With this $1 million grant, more than 400 access points to gigabit Internet service will be established in Evanston and Northwestern, according to a governor’s office press release.
Quinn confessed at Friday’s press conference that if someone asked him about a year ago to describe a “gigabit community,” he wouldn’t quite know what he was talking about.
“But it really is ultra high-speed Internet — 100 times faster than what we’re used to today,” he said.
More than 160 technology start-ups call Evanston home, Wynne said. City business leaders and University President Morton Schapiro called the grant, and the speedy Internet infrastructure it will fund, necessities to keep entrepreneurs in Evanston.

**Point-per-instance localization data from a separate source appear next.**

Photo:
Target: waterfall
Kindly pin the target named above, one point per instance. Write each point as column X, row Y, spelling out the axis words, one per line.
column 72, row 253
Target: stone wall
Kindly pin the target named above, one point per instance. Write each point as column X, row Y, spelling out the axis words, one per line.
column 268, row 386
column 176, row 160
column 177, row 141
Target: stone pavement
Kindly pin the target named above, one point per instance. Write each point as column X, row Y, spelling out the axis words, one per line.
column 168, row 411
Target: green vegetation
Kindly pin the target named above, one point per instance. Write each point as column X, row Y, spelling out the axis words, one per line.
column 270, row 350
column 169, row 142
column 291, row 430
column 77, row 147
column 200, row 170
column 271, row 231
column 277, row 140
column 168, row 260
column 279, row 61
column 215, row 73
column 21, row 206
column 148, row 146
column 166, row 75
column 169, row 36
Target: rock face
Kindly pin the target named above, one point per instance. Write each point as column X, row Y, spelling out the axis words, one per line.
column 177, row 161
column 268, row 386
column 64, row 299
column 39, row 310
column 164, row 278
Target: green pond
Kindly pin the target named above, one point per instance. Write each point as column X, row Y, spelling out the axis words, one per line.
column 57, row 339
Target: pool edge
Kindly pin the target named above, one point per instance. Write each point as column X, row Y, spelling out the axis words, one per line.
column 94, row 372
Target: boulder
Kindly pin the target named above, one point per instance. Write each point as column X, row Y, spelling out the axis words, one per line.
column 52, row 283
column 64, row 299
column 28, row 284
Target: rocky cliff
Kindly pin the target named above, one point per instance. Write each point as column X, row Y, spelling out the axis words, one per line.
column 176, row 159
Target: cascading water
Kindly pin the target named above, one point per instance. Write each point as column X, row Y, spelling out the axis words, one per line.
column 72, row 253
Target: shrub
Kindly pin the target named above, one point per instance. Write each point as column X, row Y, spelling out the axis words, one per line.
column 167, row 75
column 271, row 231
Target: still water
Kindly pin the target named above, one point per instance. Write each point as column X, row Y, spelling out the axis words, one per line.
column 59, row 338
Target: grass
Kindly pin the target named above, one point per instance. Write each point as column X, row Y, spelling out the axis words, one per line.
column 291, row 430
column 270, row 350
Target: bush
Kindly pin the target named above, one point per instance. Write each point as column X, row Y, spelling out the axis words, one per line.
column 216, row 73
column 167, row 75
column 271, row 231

If innovators stayed in the city instead of heading to innovation hotbeds such as the Silicon Valley and Boston’s Route 128, Schapiro said everyone would prosper.
“Do we want them going to Silicon Valley?” Quinn said of the NU students behind him. “That’s a fine place to visit, but we want them to stay right here in Evanston, in Illinois to create apps that will help make life better in the 21st century.”
The city and the University submitted a $2.5 million joint proposal to the governor’s gigabit challenge last year.
The proposal’s preliminary budget provided for cabling or data jacks through four parts of the city’s “innovation corridor”: Northwestern, the Chicago Main area, the downtown Technology Innovation Center and the Evanston-NU Research Park.
More than $300,000 was budgeted to outfit the Technological Institute with high-speed data jacks, according to the grant proposal.
For Eric Harper, co-founder of coLab Evanston, a company that provides shared office space, high-bandwidth internet is a top concern for young companies, technology-oriented or not. In the city-NU proposal, coLab was one of several listed organizations that would benefit from gigabit Internet.
“This is really helping us to resolve our critical business needs and offer the next generation of connectivity throughout the Evanston technology corridor,” Harper said at the press conference.
The city’s million-dollar grant comes as developer John O’Donnell and city officials work to revitalize the Chicago Main area into a destination for innovation.
Citing the proximity to CTA and Metra trains, as well as Loyola and NU, O’Donnell called the Chicago Main area a prime location to provide 30,000 square feet of office space.
Evanston City Council members are also considering the establishment of a tax-incremental financing district to support further economic development in the area.
On what Wynne called “a great day” for entrepreneurs, small business, the University and the city, at least one person today underscored the importance of addressing the needs of the entire community with this grant.
Bruce Montgomery, president of Montgomery & Co., referenced the late Rev. Hycel B. Taylor of the Second Baptist Church in Evanston in addressing community at the end of the press conference.
“When we think about these projects, we cannot leave out community,” Montgomery said. “Community needs to be a part of connectivity, needs to be part of broadband, needs to be part of the world.”